• Biology of reproduction · Feb 1999

    Effect of oxytocin receptor and beta2-adrenoceptor blockade on myometrial oxytocin receptors in parturient rats.

    • T Engstrøm, P Bratholm, H Vilhardt, and N J Christensen.
    • Department of Internal Medicine and Endocrinology, Herlev Hospital, University of Copenhagen, 2730 Herlev, Denmark. engstrom@mfi.ku.dk
    • Biol. Reprod. 1999 Feb 1; 60 (2): 322-9.
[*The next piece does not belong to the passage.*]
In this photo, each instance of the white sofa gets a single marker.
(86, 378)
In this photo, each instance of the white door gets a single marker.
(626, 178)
    AbstractIt has been proposed that the rise in myometrial oxytocin receptor (OTR) concentrations at term triggers parturition. In the present study, we have shown that in vivo infusion of the beta2-adrenoceptor (beta2AR) antagonist ICI-118.551 in late pregnant rats prevents the rise in myometrial OTR binding normally seen during delivery. A reduced contractile responsiveness of uterine strips isolated from rats in labor when challenged with oxytocin (OT) and a slight shortening of gestation accompanied this effect. OTR mRNA levels were, however, unaltered after the treatment, suggesting that the effect of beta2AR blockade on myometrial OTR was posttranscriptional or due to influences on extra-myometrial tissue. Infusion of the OTR antagonist atosiban down-regulated OTR binding sites in the parturient myometrium and resulted in an impaired contractile response to OT without affecting gestational length. OTR gene expression did not change, as seen from unchanged OTR mRNA values. Neither atosiban nor ICI-118.551 infusions alone changed fetal mortality. A significant increase in the incidence of fetal deaths was found, however, when rats were treated with a combination of atosiban and ICI-118.551. This treatment also down-regulated myometrial OTR and weakened the contractile response to OT, but it did not change gestational length. We conclude that the timing and onset of a normal parturition as well as a favorable outcome seem to be independent of a rise in OTR. This fact cannot exclude the possibility that an increase in OTR is of importance in the genesis of preterm labor. We suggest that beta2 stimulation up-regulates OTR during delivery. This effect may partly be responsible for the tachyphylaxis seen after the use of beta2 agonists to control preterm labor. We further suggest that OTR stimulation up-regulates OTR during labor. The OTR down-regulation seen after atosiban treatment adds to the direct relaxing effect of atosiban on the myometrium. In view of this, atosiban may prove to be a more useful tocolytic than the traditionally used beta2 agonists.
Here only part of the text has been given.